After battling mud, leeches and other creepy crawly things in the wild jungles of Indonesia stepping onto the spotless streets of Singapore was a welcomed change. Singapore is quite possibly the cleanest city I have ever had the pleasure of visiting although much to my dismay I saw a person litter despite their strict laws.
The few days I spent here I basically just wandered around taking in the sites and observing a mix of Asian cultures go about their daily lives. The hostel I stayed at was in Little India and just around the corner from the famous Buddhist temple Kwan Im Thong. It was really interesting watching people of all ages stream in and out of the temple at a rather frantic pace praying so intensely and openly, offering gifts of burning incense and flowers to their Gods. I really love the open proud presence of religion here. People of all ages aren’t afraid of worshiping in the public and can’t seem to resist walking by a statue of chubby Buddha without rubbing his belly, earlobe or baldhead for good luck.
After Singapore I headed north to Malaysia and to it’s beautiful Tioman Island on the east. I stayed on the Salang beach and soaked up a few days lounging around in the turquoise water, lying on its soft white sand and watching the huge Monitor lizards swimming in the lagoon behind my bungalow. They are a very interesting lizard because they look like kimono dragons, swim like alligators and have snake-like tongues. I also went diving down to a huge shipwreck here and swam with schools of yellow striped snappers. Every evening I played beach volleyball with the local boys before drinks at the bar and maybe a puff of strawberry flavored tobacco on the shisha pipe.
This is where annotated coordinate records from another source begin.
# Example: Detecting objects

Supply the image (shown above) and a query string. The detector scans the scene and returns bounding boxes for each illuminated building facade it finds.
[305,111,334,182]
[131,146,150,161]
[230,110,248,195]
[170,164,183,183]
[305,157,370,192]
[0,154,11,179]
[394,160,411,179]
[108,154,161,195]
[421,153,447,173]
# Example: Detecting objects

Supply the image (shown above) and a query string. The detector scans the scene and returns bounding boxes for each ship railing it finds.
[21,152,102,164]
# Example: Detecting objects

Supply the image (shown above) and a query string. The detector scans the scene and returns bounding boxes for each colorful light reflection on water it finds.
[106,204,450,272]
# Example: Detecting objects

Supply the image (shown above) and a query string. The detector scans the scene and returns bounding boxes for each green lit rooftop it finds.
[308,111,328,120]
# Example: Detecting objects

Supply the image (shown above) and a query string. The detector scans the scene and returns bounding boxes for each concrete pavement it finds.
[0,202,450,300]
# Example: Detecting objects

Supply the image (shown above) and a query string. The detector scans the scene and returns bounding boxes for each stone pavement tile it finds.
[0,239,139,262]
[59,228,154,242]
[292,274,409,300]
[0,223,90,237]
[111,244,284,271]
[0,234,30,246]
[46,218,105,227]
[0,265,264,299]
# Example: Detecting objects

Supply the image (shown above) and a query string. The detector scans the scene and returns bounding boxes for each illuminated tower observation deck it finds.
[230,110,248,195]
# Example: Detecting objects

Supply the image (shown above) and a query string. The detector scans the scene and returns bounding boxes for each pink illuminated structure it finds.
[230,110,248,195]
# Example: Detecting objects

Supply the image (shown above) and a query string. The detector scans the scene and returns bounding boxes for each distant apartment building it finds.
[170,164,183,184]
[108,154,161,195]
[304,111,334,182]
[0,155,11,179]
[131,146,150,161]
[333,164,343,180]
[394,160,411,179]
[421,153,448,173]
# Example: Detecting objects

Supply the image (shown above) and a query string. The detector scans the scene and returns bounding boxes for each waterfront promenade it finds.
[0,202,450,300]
Then it was off to Malaka on the west with is beautiful Portuguese town center, ugly boatless harbor and bright beautiful rigshaws. I went out of my way attempting to make an effort to learn about real Malay culture by visiting a “living museum”- a traditional Malay home whose residents give tours- but unfortunately my experience was ruined when the dirty old owner asked me to take a photo with him and proceeded to grab my right breast. I naturally backhanded him off his little wooden stool leaving him shocked lying on the floor pathetically apologizing claiming it was an accident. It’s not an accident if you squeeze- jerk! So a warning to any female traveler headed alone to Villa Sentosa…
On a brighter note the best part of Melaka was their weekend night market that fills the streets of Chinatown with vendors selling anything from magic wallets to giant pet scorpions. The whole street was glowing with lanterns and strings of lights while the air was filled with a mix of aromas from all the food vendors. While meandering down the small streets I was fortunate enough to witness the biggest karaoke stage I’ve ever laid eyes and watch the locals get serenaded by an old man singing Elvis’ “Can’t Help Falling in Love With You” in Chinese except for the chorus. But the most memorable highlight was witnessing the “Pointer Finger Kung Fu Master” in action as he broke through a coconut using only his index finger- A mangled, fat little digit which I think he dislocated/broke in the process because I saw him pop it back into place after although he claimed it was his special healing oil- which of course was in ample supply for sale- that cured him.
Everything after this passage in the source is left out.